Ladybird books

by Chris Bertram on September 27, 2004

Michael Brooke has “a post up today about Ladybird books”:http://www.michaelbrooke.com/2004/09/ladybird-rarities.html and their value to collectors. This sent my scurrying to look for an old post of mine on the subject from back when I was Junius. It had disappeared from the archives! I eventually managed to locate the source in blogger and republish — so “here it is”:http://junius.blogspot.com/2003_01_05_junius_archive.html#390156623 — but I wonder how much else has faded out of existence due to the general flakiness of blogger.
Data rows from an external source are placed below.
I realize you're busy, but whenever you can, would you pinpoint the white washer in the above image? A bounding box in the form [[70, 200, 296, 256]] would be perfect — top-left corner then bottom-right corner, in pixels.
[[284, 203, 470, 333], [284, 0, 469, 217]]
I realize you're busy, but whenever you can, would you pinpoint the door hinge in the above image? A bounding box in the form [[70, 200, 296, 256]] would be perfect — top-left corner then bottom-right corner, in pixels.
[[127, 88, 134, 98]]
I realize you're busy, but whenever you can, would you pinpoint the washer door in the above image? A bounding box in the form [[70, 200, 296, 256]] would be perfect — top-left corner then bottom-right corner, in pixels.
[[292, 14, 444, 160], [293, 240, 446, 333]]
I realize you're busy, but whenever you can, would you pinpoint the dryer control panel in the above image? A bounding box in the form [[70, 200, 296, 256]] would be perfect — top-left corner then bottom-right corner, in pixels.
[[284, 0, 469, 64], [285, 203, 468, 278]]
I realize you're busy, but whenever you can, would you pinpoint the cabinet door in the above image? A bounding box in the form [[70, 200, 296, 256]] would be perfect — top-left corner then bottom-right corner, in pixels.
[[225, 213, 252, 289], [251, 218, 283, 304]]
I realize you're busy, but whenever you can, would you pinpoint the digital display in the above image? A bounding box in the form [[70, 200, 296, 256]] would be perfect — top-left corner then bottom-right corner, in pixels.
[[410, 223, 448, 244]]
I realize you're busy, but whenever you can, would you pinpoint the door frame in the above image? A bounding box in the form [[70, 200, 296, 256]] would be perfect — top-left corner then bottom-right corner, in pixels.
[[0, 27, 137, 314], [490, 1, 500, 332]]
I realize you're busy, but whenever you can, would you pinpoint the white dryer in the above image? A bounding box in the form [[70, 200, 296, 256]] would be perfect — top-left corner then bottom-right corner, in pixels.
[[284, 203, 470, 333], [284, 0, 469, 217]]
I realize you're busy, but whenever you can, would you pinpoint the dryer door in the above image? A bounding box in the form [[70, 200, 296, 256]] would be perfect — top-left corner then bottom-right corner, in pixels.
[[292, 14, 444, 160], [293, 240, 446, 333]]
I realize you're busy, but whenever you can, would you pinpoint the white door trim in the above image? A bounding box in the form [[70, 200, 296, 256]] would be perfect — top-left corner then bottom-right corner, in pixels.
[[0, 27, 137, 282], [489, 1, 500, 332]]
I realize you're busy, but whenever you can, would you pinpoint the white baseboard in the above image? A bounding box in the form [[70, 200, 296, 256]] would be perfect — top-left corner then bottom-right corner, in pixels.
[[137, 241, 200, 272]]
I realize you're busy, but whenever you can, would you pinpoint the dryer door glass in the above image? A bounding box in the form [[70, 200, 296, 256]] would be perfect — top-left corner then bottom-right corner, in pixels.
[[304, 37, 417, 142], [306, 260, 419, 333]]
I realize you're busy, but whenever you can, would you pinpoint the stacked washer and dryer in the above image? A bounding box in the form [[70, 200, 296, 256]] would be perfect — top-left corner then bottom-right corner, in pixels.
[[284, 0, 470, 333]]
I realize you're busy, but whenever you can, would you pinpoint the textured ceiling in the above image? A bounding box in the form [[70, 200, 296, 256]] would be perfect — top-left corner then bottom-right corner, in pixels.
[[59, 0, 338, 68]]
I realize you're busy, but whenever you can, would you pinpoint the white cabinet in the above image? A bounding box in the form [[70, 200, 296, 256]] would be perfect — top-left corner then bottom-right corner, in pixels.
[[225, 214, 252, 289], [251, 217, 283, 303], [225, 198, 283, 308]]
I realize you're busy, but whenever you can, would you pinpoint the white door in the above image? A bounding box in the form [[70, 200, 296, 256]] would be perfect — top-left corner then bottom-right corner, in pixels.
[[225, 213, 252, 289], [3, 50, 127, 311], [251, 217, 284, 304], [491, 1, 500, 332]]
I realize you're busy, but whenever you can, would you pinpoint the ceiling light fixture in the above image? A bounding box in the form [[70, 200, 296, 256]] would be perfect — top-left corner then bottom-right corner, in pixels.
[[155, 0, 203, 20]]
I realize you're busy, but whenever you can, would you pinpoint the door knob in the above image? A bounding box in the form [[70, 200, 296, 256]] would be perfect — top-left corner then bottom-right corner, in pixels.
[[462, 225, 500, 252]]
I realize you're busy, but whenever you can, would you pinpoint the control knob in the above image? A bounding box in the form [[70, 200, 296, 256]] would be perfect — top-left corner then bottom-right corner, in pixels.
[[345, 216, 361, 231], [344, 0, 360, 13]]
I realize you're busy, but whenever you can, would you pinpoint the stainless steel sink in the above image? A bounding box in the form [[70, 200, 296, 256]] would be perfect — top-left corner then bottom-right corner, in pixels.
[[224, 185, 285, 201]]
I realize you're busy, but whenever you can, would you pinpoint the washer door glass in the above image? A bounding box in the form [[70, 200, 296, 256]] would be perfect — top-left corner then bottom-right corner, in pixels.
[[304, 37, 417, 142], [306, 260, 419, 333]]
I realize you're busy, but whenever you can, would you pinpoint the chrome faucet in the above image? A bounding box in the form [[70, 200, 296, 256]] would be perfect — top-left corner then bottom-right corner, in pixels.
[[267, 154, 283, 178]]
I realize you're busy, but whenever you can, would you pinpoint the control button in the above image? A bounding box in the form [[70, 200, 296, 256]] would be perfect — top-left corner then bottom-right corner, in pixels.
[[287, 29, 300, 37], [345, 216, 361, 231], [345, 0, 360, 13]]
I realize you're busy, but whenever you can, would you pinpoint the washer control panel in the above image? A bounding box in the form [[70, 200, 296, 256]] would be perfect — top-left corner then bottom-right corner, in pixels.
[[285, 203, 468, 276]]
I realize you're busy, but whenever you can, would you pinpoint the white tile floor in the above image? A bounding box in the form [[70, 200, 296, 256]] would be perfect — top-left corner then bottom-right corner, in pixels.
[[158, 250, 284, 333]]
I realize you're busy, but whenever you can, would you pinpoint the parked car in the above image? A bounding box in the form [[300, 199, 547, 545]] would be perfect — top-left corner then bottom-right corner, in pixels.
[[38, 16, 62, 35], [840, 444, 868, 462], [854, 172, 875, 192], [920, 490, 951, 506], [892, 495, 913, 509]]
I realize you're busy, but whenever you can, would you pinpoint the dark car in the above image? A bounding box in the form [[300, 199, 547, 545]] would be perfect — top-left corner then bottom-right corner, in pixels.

Anyway it was one of my favourite posts, and resulted in “an interesting reaction by Kieran”:http://www.kieranhealy.org/blog/archives/000224.html . An important moment in the prehistory of Crooked Timber.

{ 1 comment }

1

marek 09.27.04 at 11:28 pm

And not just history – the history shaded into biography, but beyond that, much of my basic understanding of how things work, from the internal combustion engine to weather systems, as well as grounding in skills such as map reading, came from Ladybirds.

For my peak Ladybird reading years, the price was always 2/6. On decimalisation, they went correctly to 12½p – and I still remember the deep shock I felt not long afterwards when suddenly they were 15p. I felt personally betrayed by my suddenly reduced purchasing power – a first lesson in the wider consequences of inflation.